Hard to know without actually knowing how her behavior is. Things can be nipped quickly, so the fact that he's dealing with it may frustrate him.
My husband and I agreed on our parenting style after seeing how kids of friends and family turned out. We started our family late. It was APPARENT to us what worked and what didn't. So we both agree with nipping things firmly right up front with no drama.
My husband is gone 8-10 months out of the year, its' usually me home with 3 under 5, but I always let him get right in there when he gets home and be the boss. He jumps right in if they're not listening to me, and I do the same for him. No good cop bad cop. I don't want the kids to defer to me as the softy. They need the SAME message from both parents, and he doesn't have to make up for lost time when he's home since I'm the strict one when he's gone.

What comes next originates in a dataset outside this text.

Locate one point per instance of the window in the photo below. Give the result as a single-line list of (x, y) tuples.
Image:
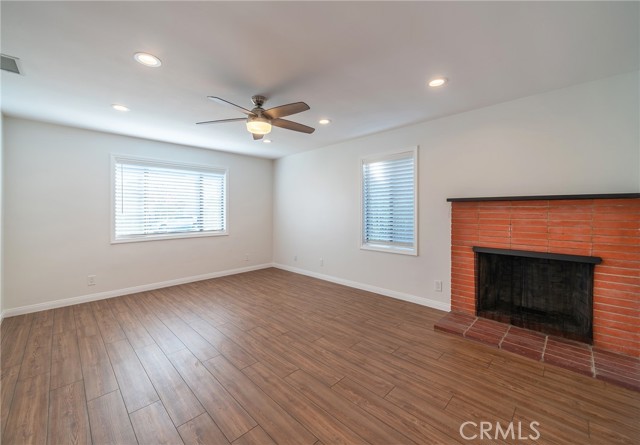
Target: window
[(155, 200), (389, 203)]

If your connection is working, your husband wouldn't have bad behavior to deal with. BUT, he should NEVER be working from a place of being agitated and impatient. You BOTH need a methodical, calm, firm system that is the SAME. This makes it much easier on kids to learn quickly. If you're standing your ground, and he's standing his, and both people are different, and one isn't home very much, there will be chaos and your husband will feel powerless. Try to get on the same page with him. Be honest with yourself if the behavior isn't what it should be, and ask him to compromise with you. It may help to find a book you can both agree on. If it's a discipline one, or a positive parenting one, whatever, as long as you are BOTH OK with the theory and outcome. If a book is making his blood boil because it obviously won't produce good behavior, you can't insist on using it. Our favorite is Back to Basics Discipline by Janet Campbell Matson. It's not an anti discipline book (tons of those out there), and is practical and real and in alignment with how we were raised, and we were expected to behave well as kids, and did. He may like it if you approve. If the rules are all just "coming from you" he can accuse you of not knowing what you are doing, especially if he sees behavior snowballing. So get a book as back up.
The best way to prevent anger and excessive discipline is to have effective discipline and good behavior.